L’initiative ne concerne pas que les conducteurs. À Marseille, l’exploitant Transdev distribue bouteilles d’eau, crème solaire et éventails aux voyageurs. En Île-de-France, cent trente et une fontaines à eau ont été installées par IDFM pour le grand public. À Lille, les chauffeurs de bus peuvent allonger leurs pauses lors des fortes chaleurs, avec au moins vingt minutes de récupération toutes les deux heures, passées dans des espaces climatisés. Besançon, elle, a choisi de peindre les toits de ses bus en blanc pour réfléchir la chaleur, tandis que le réseau Ginko végétalise les abribus et pose des vitres fumées aux arrêts. Chaque région adapte ses solutions selon ses contraintes et ses moyens.

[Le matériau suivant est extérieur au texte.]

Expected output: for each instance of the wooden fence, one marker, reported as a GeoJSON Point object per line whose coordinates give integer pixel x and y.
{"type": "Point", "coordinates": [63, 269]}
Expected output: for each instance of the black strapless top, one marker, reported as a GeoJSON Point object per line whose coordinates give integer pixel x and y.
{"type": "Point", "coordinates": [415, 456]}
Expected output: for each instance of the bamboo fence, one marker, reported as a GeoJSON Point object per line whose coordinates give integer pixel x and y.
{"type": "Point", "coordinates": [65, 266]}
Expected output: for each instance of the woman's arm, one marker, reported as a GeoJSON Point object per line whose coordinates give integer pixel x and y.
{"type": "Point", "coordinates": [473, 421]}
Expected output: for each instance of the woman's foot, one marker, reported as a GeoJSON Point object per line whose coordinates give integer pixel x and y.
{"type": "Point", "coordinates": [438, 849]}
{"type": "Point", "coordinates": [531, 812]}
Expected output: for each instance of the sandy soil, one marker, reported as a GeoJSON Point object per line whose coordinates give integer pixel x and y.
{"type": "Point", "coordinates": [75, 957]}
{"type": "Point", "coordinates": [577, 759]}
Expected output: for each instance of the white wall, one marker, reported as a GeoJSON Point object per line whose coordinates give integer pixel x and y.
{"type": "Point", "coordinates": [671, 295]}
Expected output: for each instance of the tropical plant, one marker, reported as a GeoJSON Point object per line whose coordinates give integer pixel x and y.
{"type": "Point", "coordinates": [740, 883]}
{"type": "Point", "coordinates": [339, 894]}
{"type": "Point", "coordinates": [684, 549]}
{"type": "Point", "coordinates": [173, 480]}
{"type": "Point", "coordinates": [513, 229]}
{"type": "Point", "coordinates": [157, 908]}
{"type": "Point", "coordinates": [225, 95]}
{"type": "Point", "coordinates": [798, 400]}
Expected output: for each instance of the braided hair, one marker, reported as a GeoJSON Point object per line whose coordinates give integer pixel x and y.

Mais ces astuces ne remplacent pas une vraie clim généralisée. Dans le métro parisien, seule une rame sur deux bénéficie d’une ventilation réfrigérée. À Lyon, un seul des quatre métros est climatisé, ce qui provoque des plaintes régulières sur les réseaux sociaux. Et quand le thermomètre s’affole, certains bus bordelais doivent rentrer au dépôt : leur système de clim, situé sur le toit, se met en sécurité, provoquant des perturbations. Heureusement, des évolutions mécaniques aident aussi. Un conducteur de bus parisien confie que le déplacement du moteur vers l’arrière a changé sa vie. Avant, la cabine était en ébullition. Maintenant, c’est supportable. Preuve que parfois, les petites révolutions techniques font autant que les grandes innovations.